Ammonite vs Caen Stone
Ammonite is a Farrow & Ball color while Caen Stone comes from Sherwin-Williams. Ammonite reads as beige-greige, while Caen Stone reads as beige — two distinct hue families, not close cousins. At LRV 69 vs 66, Ammonite will read as the brighter of the two — a 3-point gap that matters most in north-facing or low-light rooms. They share a warm quality — useful to know if you're layering them in the same space. At ΔE 14.9, these are genuinely distinct colors — a strong contrast if used together, or a meaningful choice between two different directions. Below you'll find 1 real-room photo comparison where both colors appear side by side, plus 5 simulated room previews.
Ammonite vs Caen Stone in Real Spaces
1 real room side by side. Seeing Ammonite and Caen Stone in actual rooms makes the difference concrete; browse the spaces below to get a feel for how each color lives on a wall.
Living Room
Living rooms test a color across a full range of conditions — morning sun, afternoon shade, and evening lamp light all shift how both of these read. At this scale, the choice between them becomes clear in a way that a swatch alone can't communicate.
Color Details
Ammonite vs Caen Stone Simulated Comparison
5 simulated room previews — drag the slider on each to see Ammonite on one side and Caen Stone on the other.

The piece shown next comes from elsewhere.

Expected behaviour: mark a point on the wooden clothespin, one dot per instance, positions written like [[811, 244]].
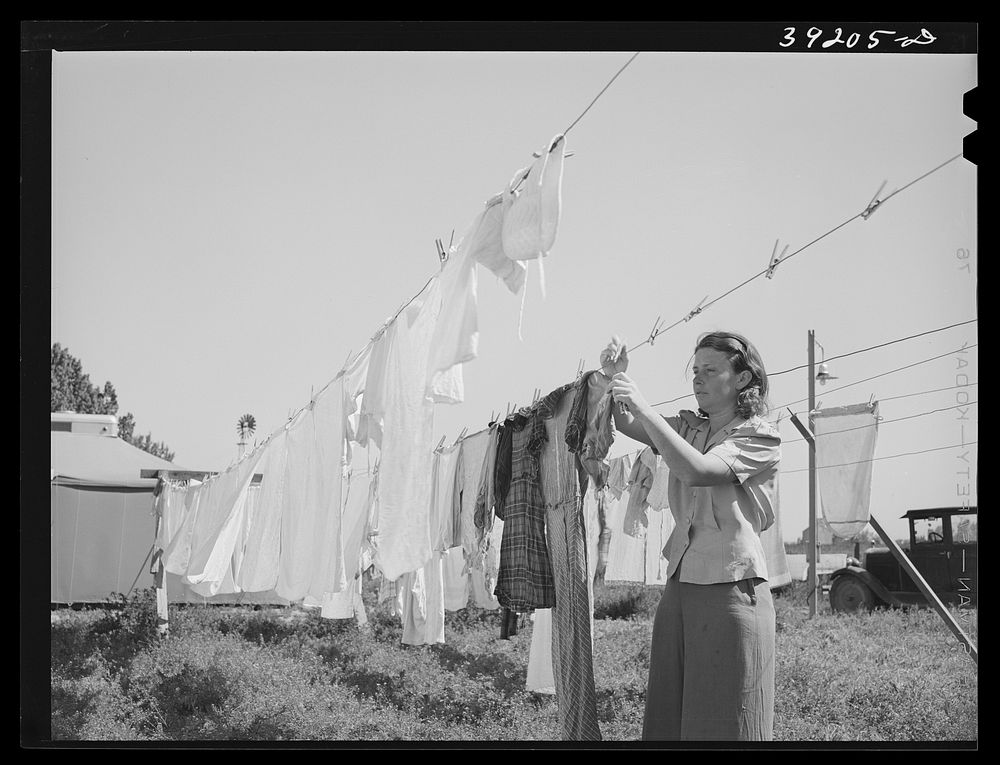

Digital color is approximate. These simulations are generated from the manufacturer's hex values and overlaid on grayscale room photos — your screen's calibration, brightness, and viewing angle all affect how they render. Before committing to either color, test physical samples in your own space under the light you actually live with.
More Ammonite comparisons
See how Ammonite stacks up against other well-photographed colors across different brands and tones.